I met Sue while she was travelling on Canberra as a passenger: we kept in touch following the cruise and got married in Barbados less than a couple of years later. In May of this year we will celebrate our 30th wedding anniversary. At the time we met, Sue was working as a legal secretary in London while I was living in Prestwick, Scotland. It meant a bit of a long distance relationship for a while but this was also at the time of the first Gulf War, which meant fewer people flying and thus reduced ticket prices.

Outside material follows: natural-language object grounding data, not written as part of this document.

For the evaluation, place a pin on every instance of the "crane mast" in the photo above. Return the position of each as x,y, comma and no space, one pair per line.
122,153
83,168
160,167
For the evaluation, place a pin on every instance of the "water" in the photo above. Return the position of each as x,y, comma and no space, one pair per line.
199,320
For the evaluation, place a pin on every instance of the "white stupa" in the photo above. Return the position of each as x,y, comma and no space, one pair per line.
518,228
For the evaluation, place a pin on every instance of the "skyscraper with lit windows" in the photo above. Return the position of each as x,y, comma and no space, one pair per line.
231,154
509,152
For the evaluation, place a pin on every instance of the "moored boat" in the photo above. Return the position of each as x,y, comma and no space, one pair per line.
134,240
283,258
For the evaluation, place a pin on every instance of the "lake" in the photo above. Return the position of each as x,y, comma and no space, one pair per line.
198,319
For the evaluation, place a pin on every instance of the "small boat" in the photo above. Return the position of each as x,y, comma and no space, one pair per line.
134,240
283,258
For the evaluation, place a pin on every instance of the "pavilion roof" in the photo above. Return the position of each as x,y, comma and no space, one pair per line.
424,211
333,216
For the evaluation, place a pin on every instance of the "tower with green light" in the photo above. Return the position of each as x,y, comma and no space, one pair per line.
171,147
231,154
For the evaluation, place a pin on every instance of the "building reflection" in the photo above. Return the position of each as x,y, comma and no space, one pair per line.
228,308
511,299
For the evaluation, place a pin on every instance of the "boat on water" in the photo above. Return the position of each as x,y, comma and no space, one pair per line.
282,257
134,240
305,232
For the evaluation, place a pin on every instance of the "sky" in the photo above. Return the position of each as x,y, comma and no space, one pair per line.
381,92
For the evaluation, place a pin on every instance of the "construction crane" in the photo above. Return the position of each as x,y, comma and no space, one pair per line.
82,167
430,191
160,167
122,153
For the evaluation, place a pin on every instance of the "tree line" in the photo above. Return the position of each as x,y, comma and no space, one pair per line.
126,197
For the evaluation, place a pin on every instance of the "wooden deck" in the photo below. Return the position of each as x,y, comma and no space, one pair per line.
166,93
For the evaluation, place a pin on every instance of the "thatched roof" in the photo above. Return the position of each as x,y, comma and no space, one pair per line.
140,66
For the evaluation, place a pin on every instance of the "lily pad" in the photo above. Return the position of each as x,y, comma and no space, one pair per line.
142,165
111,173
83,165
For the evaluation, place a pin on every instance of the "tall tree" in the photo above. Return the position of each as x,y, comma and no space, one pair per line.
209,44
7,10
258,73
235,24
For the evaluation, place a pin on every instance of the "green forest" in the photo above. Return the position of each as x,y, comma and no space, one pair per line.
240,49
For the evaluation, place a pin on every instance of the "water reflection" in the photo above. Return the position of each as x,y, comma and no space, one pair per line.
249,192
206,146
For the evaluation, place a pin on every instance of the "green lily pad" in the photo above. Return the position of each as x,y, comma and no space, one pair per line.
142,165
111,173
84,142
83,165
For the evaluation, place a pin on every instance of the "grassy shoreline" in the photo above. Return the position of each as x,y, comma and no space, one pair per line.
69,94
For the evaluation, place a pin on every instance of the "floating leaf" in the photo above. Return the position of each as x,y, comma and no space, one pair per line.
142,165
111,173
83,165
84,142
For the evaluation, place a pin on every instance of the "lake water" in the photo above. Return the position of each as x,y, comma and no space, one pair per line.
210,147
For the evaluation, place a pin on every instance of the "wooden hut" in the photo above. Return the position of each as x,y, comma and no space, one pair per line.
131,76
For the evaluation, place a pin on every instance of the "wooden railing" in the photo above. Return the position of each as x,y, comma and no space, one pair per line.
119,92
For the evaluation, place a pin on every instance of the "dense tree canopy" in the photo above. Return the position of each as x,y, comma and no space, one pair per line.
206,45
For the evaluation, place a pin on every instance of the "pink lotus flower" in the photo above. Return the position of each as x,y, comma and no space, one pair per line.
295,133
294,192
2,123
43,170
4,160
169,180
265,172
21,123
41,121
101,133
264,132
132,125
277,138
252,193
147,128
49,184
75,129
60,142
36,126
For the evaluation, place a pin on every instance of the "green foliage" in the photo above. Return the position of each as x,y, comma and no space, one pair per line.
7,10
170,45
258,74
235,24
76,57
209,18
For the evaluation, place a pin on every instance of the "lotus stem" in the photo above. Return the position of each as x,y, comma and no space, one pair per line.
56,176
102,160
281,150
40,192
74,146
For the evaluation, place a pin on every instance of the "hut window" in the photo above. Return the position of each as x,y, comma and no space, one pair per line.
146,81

I remember being able to fly round trip Glasgow to London for something like 25 UK pounds. (Less than $50 Canadian)
After agreeing to marry me (or maybe before) Sue said she didn't want to live in Scotland, and I knew I didn't want to live in London, so we got the globe out and narrowed our choices down to either Sydney or Vancouver. I had been to Sydney several times and loved the city and the Aussies, but I knew Vancouver also from when we used to spend the summer season cruising from there to Alaska.
In the end it came down to a seminar we attended in London for an up and coming flying school which was based in Boundary Bay (ZBB), just South of Vancouver. I had been taking flying lessons in Prestwick but being at sea and then having to wait out the weather for the odd suitable flying day, the whole pilot's license thing was taking forever. I did have fun though, especially the day of my first solo, when I was flying the downwind leg, doing my landing checks and the only other aircraft in the circuit requested clearance to take off. He was told to hold short of the active and wait as there was a student on his first solo. Nothing adds a bit of pressure to a first solo like knowing that as you putt putt round in your Cessna 150, there is Concorde sitting waiting for you to land and get out of the way.
So after getting married in Barbados and having a honeymoon in Antigua, it was off to Vancouver and the start of a new life together.